When my daughter was born, we rushed to meet her; I held her for the first time when she was just three hours old. As I bathed her little face with my tears, I wished to never let her go. The social worker told us that her birth mother was having a hard time and it might be best to just leave without allowing her to see the baby again. I questioned her for a moment and then let it go, relishing in my own pleasure and need to make this baby mine. When we got home with our most precious gift, I found myself weeping inconsolably. I knew I had somehow stolen her baby and I hated myself again for being the “lucky” one. We called and talked and before the signing of papers I flew back and brought our mutual daughter for her to see.

I cannot recall one person who thought this was a good idea. I recall many who did not. But I think I turned a corner that day. I knew that I had to tell the truth. I knew that adoption could never be my experience first. I knew that my daughter would need her mother to choose to place her with us. I wanted her mother to know that this would be a relationship of trust in two directions, not just one.

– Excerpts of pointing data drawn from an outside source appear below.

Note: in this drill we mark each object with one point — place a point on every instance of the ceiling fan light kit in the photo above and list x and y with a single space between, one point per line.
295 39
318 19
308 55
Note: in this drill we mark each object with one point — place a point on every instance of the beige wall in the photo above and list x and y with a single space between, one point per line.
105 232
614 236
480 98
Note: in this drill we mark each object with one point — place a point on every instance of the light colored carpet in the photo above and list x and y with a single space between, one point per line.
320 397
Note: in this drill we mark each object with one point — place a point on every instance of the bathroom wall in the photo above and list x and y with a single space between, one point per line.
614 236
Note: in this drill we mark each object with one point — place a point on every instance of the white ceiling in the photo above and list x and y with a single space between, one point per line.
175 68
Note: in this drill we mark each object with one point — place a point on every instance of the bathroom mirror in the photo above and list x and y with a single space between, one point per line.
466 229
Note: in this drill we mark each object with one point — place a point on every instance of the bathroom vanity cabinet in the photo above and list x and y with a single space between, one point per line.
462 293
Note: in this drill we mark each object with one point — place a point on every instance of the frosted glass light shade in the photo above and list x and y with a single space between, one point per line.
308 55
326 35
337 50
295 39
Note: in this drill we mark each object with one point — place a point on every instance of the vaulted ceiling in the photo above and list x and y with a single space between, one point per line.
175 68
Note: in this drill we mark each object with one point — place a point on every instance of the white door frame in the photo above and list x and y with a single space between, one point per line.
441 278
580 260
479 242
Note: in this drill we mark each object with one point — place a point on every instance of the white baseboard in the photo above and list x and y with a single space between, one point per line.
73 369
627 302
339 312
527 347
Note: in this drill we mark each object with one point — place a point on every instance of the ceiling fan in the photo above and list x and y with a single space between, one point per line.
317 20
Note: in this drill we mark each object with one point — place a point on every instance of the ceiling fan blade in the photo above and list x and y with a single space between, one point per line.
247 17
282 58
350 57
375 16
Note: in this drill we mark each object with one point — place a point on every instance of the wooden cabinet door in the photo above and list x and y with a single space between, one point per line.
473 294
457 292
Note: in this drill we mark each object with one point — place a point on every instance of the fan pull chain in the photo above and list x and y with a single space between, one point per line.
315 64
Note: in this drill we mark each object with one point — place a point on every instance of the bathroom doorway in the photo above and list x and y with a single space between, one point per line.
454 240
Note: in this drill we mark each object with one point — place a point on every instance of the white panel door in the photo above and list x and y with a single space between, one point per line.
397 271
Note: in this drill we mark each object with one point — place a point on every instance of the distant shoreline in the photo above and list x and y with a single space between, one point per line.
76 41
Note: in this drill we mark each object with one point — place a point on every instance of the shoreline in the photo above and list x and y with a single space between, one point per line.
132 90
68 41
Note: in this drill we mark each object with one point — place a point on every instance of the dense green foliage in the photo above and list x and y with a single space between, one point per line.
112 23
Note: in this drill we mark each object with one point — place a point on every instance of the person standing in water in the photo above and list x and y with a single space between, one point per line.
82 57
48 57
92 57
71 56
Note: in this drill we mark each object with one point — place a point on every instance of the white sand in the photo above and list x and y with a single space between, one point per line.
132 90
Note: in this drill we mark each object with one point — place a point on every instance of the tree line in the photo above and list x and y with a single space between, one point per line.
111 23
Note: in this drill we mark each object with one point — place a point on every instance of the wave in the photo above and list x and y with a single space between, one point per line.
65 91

My sister and I are closer now than we have ever been. More than any single act or a lifetime of words, the adoption of my two children has healed our relationship beyond measure. We talk often now of adoption and indulge ourselves with fantasies of the special role she will play in my children’s lives. Only now, more than 35 years into it, do I understand that one of the most profound themes of my life is to be witness to, supporter of and lover of others who are adopted. To learn to speak the truth, sometimes for them and always to them, but never to take their experience away from them—always to be a privileged bystander to the experience of being adopted.

Not long ago when I told my four-year-old, in response to her question at a family gathering, that yes, she had two mothers and that neither one was better than the other, it was my sister alone who stood up for my choice to be honest and not use terms like “birth mother” to make this family feel less threatened. I was truly proud.